N°6 VOYAGE AU BOUT DE LA NUIT
de Louis-Ferdinand Céline (1932)
Le numéro 6 était le nom du héros de la série Le Prisonnier. Vous vous souvenez ? Celui qui hurlait : « Je ne suis pas un numéro, je suis un homme libre ! » Ce dossard va donc très bien à Louis-Ferdinand Céline.
Le Voyage au bout de la nuit de Louis-Ferdinand Céline (1894-1961) est le roman le plus révolutionnaire du siècle, et la preuve en est qu'il n'a pas eu le Prix Goncourt en 1932. En l'apportant à Denoël, Céline lui avait pourtant prédit : « C'est le Goncourt dans un fauteuil et du pain pour un siècle entier de littérature. » Il se trompait sur le début de sa phrase, et sur la fin aussi car tout le monde sait que Céline n'était pas boulanger mais médecin.

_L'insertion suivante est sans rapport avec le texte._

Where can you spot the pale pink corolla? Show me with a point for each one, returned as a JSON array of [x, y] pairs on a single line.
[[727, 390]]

Certains livres sont inexplicables : ils paraissent sortis de nulle part et pourtant, quand on les lit, on se demande comment le monde a fait pour vivre sans eux. Le Voyage est de cette famille peu nombreuse : son évidence bouleverse la vie de tous ses lecteurs. Sa langue brute transforme à jamais votre façon de parler, d'écrire, de lire et de vivre. « La musique seule est un message direct au système nerveux. Le reste blabla. » Personne n'en sort indemne. J'envie ceux d'entre vous qui n'ont pas encore lu cette fresque furieuse de vermine et charogne : ils vont se faire dépuceler mentalement. Vous savez ce que je veux dire : au début ce n'est pas toujours agréable ; par la suite on y prend goût.
Héros en fuite, Ferdinand Bardamu, descendant d'Ulysse et ancêtre de la Beat Generation, traverse la guerre de 14, le Congo, New York, Detroit, Paris, Toulouse, devient médecin en banlieue parisienne, puis chef d'une clinique psychiatrique. D'une certaine façon, on pourrait dire que le Voyage au bout de la nuit est le premier roman de la mondialisation. Avec 50 ans d'avance, Céline décrit le rétrécissement de la planète, son uniformisation. Partout son anti-héros ne rencontre que des hommes morts ou sur le point de crever, comme Robinson à la fête des Batignolles. Partout une société qui ne sert qu'à tuer ou à rendre fou. Céline rédige le roman picaresque le plus sombre de l'Histoire : à côté, Don Quichotte est une promenade de santé. L'exploit de Céline c'est qu'en écrivant à l'encre noire sur fond noir on arrive quand même à le lire. « J'ai écrit pour les rendre illisibles », a-t-il dit plus tard. Les milliers de copieurs qui l'ont suivi, souvent de grand talent (Sartre, Camus, Henry Miller, Marcel Aymé, Antoine Blondin, Alphonse Boudard, San-Antonio, Charles Bukowski...) n'ont jamais réussi ne serait-ce qu'à approcher la clarté de sa noirceur, l'amoralité de son apocalypse, l'hystérie de son cauchemar, le dégoût de son épopée.
Comment le docteur Destouches, médecin de 38 ans officiant à Clichy, qui a pris pour pseudonyme le prénom de sa grand-mère, a-t-il pu engendrer pareille « symphonie littéraire émotive » avant d'écrire, 5 ans plus tard, Bagatelles pour un massacre (sinistre pamphlet dans lequel il aurait mieux fait de rajouter des points de suspension) ? En cherchant bien, on trouve malheureusement une cohérence : Bardamu, l'anarchiste, cherchait un coupable et Céline, l'antisémite, trouvera un bouc émissaire. Il s'est bien sûr ignoblement fourvoyé sur la cause de la misère humaine. Pourtant le constat du Voyage au bout de la nuit reste d’actualité : nous essayons de survivre sur une petite planète sans Dieu qui fabrique de la pauvreté, des guerres et des usines. « Une immense, universelle moquerie » (page 22). Et personne ne sait « le pourquoi qu'on est là » (page 255).
Roger Nimier a dit une chose très jolie sur Céline : « Le Diable et le bon Dieu se disputent très fort à son sujet. » Il me semble que cette engueulade n'est pas près de s'achever. Et maintenant éteignez la lumière, je veux errer dans la nuit... j'a i tout mon temps pour traverser l'obscure désolation... « et la ville entière, et le ciel et la campagne et nous, tout qu'il emmenait, la Seine aussi, tout, qu'on en parle plus ». (Il n'y a pas que Luchini qui sache lire!)